Below is the centrefold and the back cover, giving full details of all the films showing from the end of July until the start of September. This included the 1966 'Batman' movie featuring Adam West and 1967's 'Barefoot in the Park' with Jane Fonda and Robert Redford. Did you see any of these films at La Scala? If so - please add a comment.
As well as showing films, La Scala hosted a wide range of events. Some early examples from the 1920s and 1930s are shown in the newspaper clippings below. One of these clippings mentions the Motor Club Dance - one of the attendees of that event became part of a news story, dating from 2 March 1929 in the Fife Free Press. One man travelled from Dysart to La Scala by car but unknown to him, two young, daredevil Dysart lads had hitched a ride on the back of his vehicle by clinging onto the spare tyre...

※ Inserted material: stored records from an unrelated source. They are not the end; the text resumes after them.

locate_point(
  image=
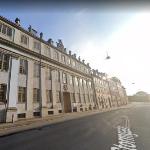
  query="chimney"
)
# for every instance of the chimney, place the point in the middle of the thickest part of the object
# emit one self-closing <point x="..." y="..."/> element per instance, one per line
<point x="17" y="21"/>
<point x="65" y="50"/>
<point x="30" y="28"/>
<point x="79" y="58"/>
<point x="41" y="35"/>
<point x="74" y="55"/>
<point x="69" y="52"/>
<point x="50" y="41"/>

"The lads had apparently intended to jump off before the car left the town, but the exhilaration of the surreptitious ride, like stolen fruits, seemed too good to miss, and so they hung on and hung on until not to hang on would have resulted, at the best, in serious injury. Thus was a pleasure trip turned into a grim and hazardous enterprise. Along the undulating Standin' Stane Road, through Windygates, past the top of Leven, up Scoonie Brae, and thence along the Leven-Largo highway sped the car at a speed which often touched fifty miles per hour. Nine miles, an icy cold wind, the wheels of the car churning up slush and snow, and the young lads clinging onto the back like leeches!"
Eventually upon arriving at Lundin Links, the driver of the car went into the dance - still unaware of the stowaways. Around ten o'clock a local lady noticed the lads sitting on the step of the car, shivering and splattered with mud. The boys told of their experience and explained that they were waiting in the hope of a ride back. The owner of the car was informed and "more in sorrow for the plight of the boys than in anger at the foolhardy thing they had done, he put them into a passing Kirkcaldy-bound bus and paid their fare home."